Snowpack is shrinking across the Northern Hemisphere thanks to climate change, and many communities could soon face a “snow-loss cliff,” according to the most comprehensive assessment yet.
The effects of climate change can vary dramatically from place to place, which is why it’s been difficult to suss out the bigger picture with snowpack until recently. Now we can see that many of the hardest hit places also happen to be those that depend on snowpack for their water. Other communities that have seen relatively little impact so far are on track to pass a temperature threshold that would suddenly speed up snow loss, new research published in the journal Nature shows.
“Where the majority of people live and where the majority of people put increasingly competitive uses on water availability, particularly from snow — they live in places that are at or on this snow-loss cliff,” said Justin Mankin, an associate professor of geography at Dartmouth and senior author of the new research paper.
What is the snow-loss cliff? The researchers found that once average winter temperatures for a watershed rise above 17 degrees Fahrenheit (minus 8 degrees Celsius), even modest increases in temperature can significantly speed up snow loss.
“Once a basin has fallen off that cliff, it’s no longer about managing a short-term emergency until the next big snow. Instead, they will be adapting to permanent changes to water availability,” Mankin said in a press release.
Previous research has documented losses of snow cover in a warming world — but that’s different than this study on snowpack, which measures how much water is in the snow rather than the geographic range of snow cover. Most of the water rushing through rivers in the Northern Hemisphere comes from snow. That makes it really important to understand how snowpack is changing with the climate, especially as communities face dwindling resources.
To conduct their study, the authors studied datasets on on 169 Northern Hemisphere river basins between 1981 and 2020. They compared real-world observations to climate model simulations of a world with and without humans’ historical fossil fuel emissions. Then they used machine learning to zoom in and study snowpack trends at a river basin scale. That’s how they were able to link snow trends over the past 40 years to climate change.
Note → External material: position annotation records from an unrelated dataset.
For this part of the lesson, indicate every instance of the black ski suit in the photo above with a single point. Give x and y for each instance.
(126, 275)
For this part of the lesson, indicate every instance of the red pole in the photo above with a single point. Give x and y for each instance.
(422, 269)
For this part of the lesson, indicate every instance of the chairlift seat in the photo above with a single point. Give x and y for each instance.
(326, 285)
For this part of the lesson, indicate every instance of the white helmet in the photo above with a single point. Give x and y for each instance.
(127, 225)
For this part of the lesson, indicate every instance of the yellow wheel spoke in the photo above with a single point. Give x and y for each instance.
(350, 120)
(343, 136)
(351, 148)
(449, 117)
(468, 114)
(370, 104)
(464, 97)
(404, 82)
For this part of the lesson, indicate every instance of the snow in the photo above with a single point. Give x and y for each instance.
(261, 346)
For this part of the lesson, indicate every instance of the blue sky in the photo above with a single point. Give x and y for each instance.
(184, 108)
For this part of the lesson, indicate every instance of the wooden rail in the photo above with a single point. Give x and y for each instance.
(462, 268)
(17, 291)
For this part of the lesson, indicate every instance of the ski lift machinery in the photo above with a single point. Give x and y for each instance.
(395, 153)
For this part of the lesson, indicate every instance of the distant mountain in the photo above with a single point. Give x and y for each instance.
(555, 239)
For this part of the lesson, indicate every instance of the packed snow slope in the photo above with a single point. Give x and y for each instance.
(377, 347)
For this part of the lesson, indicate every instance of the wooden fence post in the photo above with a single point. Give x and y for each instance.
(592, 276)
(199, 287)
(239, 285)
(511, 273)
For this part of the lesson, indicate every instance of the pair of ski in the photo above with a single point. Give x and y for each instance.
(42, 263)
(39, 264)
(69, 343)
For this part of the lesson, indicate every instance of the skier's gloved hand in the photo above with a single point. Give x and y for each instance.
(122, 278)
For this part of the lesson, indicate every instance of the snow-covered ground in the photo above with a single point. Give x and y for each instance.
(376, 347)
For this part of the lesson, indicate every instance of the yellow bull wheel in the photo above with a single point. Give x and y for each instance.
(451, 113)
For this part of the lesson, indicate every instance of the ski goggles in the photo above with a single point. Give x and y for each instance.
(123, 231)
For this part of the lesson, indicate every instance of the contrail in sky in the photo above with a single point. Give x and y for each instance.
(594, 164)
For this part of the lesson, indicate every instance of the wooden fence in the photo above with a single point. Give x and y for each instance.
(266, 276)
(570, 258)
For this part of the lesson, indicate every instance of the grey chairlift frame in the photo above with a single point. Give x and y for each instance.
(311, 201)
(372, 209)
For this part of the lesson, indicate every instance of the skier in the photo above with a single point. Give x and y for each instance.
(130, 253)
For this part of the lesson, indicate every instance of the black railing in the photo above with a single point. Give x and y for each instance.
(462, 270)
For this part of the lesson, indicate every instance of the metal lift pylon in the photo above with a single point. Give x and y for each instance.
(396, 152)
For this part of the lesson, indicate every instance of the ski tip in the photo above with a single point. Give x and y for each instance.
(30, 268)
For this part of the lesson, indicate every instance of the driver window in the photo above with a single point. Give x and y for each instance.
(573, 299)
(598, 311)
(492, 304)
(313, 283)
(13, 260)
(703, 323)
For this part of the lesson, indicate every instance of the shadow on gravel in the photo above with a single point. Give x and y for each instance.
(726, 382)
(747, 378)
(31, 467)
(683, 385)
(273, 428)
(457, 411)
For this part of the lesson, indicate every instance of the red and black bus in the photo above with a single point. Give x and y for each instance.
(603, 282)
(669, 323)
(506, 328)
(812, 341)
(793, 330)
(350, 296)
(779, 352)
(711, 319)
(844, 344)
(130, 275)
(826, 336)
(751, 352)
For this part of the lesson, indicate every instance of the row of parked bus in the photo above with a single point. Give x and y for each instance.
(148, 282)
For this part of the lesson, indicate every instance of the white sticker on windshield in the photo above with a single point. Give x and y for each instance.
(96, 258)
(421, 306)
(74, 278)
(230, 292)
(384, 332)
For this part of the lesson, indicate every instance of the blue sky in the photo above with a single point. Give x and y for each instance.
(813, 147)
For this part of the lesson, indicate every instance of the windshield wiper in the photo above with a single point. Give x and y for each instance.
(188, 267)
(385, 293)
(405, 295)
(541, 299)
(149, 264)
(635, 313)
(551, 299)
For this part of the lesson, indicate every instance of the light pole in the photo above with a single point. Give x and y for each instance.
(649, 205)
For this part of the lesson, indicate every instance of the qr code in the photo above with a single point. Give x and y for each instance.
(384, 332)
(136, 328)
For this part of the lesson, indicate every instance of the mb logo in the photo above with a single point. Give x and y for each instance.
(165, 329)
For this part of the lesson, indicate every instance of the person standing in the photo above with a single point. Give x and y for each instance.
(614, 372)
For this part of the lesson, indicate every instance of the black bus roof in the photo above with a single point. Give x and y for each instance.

“We were able to identify a really clear fingerprint of anthropogenic emissions,” says Alex Gottlieb, first author of the new study and a PhD student at Dartmouth. In other words, they could clearly see the impact that pollution from fossil fuels had on snow trends across the Northern Hemisphere.
It’s been hard to make this connection until now because global warming leads to both higher temperatures and more precipitation, which can counteract each other. You might have warmer average temperatures, for instance, but heavier snowfall in a storm.
“The study reveals a surprising nonlinear relationship between snow mass and temperature, which has complex ramifications,” Jouni Pulliainen, a research professor at the Finnish Meteorological Institute, writes in an accompanying article that comments on the new research.
The researchers only saw minimal snowpack loss in 80 percent of the Northern Hemisphere where winters tend to be colder. Parts of Alaska, Canada, and Central Asia even experienced increased snowpack. Eventually, though, if the planet keeps heating up, even those places could fall off the snow-loss cliff.
The remaining 20 percent of the hemisphere that lost the most snowpack happens to be where a majority of people in the Northern Hemisphere live. That includes the Southwestern and Northeastern US, and central and eastern Europe, where snowpack diminished by as much as 20 percent per decade.
By the end of the century, parts of the Southwestern and Northeastern United States could be nearly snow-free by the tail end of March, the month when there’s typically the most snow mass in the Northern Hemisphere. That loss of snow is a big problem for communities whose local economies depend on it. Smaller ski towns at lower elevations could quickly see business dry up as they approach that snow-loss cliff. The Southwest, meanwhile, has been in the grip of a two-decade-long mega drought and can’t afford to lose snowmelt that provides water during dry summers.
“[The study] really just highlights the vulnerabilities of this region, things like drought, water availability, and so on just because we are so dependent on both the Colorado River Basin and Sierra Nevada in California,” says Chad Thackeray, climate science lead at the University of California, Los Angeles Institute of the Environment & Sustainability, who was not involved in the study.